PMF — Probability Mass Function
A function that gives the probability that a discrete random variable takes on exactly a specific value. Denoted $P(X = x)$ or $f_X(x)$.
Key properties: all probabilities are ≥ 0, sum to 1 over all possible values. Used for: Bernoulli, Binomial, Poisson, Geometric, Negative Binomial.
PDF — Probability Density Function
A function that describes the relative likelihood of a continuous random variable. The probability of falling in an interval is the area under the curve. Denoted $f_X(x)$.
$P(a \le X \le b) = \int_a^b f(x)\,dx$. Key: individual point probabilities are zero. Used for: Normal, Exponential, Gamma, Uniform, Beta, Pareto, Weibull, Log-Normal.
CDF — Cumulative Distribution Function
The probability that a random variable is less than or equal to a value $x$. Denoted $F_X(x) = P(X \le x)$. Works for both discrete and continuous.
Always non-decreasing, goes from 0 to 1. For continuous: $f(x) = F'(x)$. For discrete: $F(x) = \sum_{k \le x} P(X = k)$.
Expected Value (Mean)
The probability-weighted average of all possible values. Think: "what's the long-run average outcome?" Denoted $E[X]$ or $\mu$.
Linearity: $E[aX + bY] = aE[X] + bE[Y]$ always — no independence needed. This is the most powerful tool on Exam P.
Variance
Measures the spread of a distribution — how far values typically sit from the mean. Denoted $\operatorname{Var}(X)$ or $\sigma^2$.
Standard deviation $\sigma = \sqrt{\operatorname{Var}(X)}$. For independent variables: $\operatorname{Var}(X+Y) = \operatorname{Var}(X) + \operatorname{Var}(Y)$. For the Poisson: $E[X] = \operatorname{Var}(X)$, which is unique.
MGF — Moment Generating Function
A function that encodes all moments (mean, variance, skewness, etc.) of a distribution. Denoted $M_X(t) = E[e^{tX}]$.
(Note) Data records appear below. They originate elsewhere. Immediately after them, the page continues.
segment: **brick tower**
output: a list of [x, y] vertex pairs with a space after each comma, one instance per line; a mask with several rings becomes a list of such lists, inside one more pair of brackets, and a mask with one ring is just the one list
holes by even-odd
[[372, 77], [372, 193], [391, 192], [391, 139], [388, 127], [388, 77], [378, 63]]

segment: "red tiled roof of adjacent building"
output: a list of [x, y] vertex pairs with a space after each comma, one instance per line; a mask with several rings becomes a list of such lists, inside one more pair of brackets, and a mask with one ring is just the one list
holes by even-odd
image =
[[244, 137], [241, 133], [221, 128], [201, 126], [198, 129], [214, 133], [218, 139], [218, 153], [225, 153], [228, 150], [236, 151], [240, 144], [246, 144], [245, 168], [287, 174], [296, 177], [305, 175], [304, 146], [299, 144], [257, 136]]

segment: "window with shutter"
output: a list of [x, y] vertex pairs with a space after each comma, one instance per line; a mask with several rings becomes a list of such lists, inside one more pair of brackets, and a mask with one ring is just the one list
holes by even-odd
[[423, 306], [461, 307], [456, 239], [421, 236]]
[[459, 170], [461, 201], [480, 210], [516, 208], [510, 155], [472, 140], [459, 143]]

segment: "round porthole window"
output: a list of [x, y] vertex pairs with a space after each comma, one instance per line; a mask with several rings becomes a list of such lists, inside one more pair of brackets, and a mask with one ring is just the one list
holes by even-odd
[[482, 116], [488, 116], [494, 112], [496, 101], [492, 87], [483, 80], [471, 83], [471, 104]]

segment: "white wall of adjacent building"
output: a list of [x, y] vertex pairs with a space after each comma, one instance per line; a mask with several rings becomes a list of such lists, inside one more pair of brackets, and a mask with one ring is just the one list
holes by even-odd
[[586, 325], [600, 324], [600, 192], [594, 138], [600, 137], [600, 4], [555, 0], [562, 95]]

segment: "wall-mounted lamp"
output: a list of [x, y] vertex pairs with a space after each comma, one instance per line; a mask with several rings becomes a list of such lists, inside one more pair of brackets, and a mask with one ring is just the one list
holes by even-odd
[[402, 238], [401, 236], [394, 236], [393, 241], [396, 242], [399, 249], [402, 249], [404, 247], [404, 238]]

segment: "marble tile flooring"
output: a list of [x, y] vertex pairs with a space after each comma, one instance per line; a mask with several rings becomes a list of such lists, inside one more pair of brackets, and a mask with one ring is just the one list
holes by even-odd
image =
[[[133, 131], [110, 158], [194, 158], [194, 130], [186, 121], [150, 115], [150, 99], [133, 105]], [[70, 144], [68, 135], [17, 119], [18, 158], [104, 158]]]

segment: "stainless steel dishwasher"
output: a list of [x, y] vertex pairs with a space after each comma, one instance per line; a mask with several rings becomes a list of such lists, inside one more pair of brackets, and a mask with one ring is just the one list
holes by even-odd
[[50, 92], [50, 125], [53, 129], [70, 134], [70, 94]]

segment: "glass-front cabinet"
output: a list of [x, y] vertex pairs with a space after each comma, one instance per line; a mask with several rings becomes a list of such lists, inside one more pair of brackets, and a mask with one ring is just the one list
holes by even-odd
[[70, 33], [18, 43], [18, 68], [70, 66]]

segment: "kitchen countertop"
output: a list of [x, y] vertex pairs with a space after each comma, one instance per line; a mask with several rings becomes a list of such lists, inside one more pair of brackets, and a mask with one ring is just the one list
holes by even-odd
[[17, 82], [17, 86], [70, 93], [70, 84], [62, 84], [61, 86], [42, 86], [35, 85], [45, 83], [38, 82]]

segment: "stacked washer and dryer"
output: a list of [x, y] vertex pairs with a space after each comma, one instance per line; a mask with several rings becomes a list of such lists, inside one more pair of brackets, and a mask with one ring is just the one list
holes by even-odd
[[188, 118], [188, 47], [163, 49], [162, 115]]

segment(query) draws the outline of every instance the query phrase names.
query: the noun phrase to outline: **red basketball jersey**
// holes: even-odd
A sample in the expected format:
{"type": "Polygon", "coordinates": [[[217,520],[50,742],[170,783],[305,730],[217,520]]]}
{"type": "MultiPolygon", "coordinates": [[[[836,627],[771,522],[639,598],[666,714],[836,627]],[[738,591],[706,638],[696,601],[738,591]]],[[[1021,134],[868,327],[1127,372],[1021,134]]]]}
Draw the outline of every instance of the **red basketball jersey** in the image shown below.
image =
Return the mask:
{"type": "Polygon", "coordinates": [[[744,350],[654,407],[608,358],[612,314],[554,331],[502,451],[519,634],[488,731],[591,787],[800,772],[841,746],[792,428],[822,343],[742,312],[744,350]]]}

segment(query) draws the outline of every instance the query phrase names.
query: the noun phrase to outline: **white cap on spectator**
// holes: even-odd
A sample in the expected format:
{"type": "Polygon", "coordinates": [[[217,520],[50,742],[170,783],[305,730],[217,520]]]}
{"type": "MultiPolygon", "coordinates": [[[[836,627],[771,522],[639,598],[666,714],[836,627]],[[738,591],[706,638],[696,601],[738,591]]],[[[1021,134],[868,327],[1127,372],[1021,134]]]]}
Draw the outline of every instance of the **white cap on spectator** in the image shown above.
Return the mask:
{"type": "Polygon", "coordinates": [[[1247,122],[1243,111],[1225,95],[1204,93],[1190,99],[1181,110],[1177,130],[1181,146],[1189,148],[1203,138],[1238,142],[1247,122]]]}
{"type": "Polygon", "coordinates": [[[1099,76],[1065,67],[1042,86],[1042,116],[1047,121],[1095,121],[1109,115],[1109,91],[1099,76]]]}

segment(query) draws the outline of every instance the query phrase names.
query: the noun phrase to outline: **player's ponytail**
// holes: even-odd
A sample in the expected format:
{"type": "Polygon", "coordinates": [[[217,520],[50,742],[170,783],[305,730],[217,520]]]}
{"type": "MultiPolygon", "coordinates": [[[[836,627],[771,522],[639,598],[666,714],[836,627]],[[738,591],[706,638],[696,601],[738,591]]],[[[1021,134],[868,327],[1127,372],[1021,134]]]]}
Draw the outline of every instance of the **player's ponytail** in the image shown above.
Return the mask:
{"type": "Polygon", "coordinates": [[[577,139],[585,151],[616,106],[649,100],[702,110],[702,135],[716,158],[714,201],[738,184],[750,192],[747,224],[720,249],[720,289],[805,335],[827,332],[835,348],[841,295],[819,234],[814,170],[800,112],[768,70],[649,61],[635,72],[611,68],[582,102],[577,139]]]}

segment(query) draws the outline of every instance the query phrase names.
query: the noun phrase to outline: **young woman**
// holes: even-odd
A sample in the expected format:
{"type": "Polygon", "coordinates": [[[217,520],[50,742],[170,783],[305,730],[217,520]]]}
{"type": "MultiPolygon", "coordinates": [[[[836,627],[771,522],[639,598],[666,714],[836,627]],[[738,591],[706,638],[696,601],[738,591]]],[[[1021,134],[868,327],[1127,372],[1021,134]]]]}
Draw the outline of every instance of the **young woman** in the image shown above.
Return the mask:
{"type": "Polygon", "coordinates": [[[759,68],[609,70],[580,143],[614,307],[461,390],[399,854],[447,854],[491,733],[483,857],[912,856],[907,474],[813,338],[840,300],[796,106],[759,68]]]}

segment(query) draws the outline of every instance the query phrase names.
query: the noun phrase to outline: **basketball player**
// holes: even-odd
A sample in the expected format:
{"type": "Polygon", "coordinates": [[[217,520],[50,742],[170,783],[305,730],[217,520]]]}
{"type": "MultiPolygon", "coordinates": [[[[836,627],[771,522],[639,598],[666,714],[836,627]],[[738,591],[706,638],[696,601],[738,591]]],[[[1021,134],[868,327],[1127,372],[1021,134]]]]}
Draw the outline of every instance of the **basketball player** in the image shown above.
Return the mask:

The k-th derivative at t=0 gives $E[X^k]$. Key use: if two distributions have the same MGF, they are the same distribution. Used to prove the CLT and to identify distributions from sums.
Memoryless Property
The past has no effect on the future. Having "waited" so far doesn't change the distribution of remaining time or trials.
Discrete: Geometric. Continuous: Exponential. These are the only distributions with this property. If a lightbulb has been burning for 100 hours and still works, its remaining life is Exponential with the same rate as when it was new.
Bernoulli Trial
A single experiment with exactly two outcomes: success (1) with probability $p$, failure (0) with probability $1-p$. The atom of all discrete distributions.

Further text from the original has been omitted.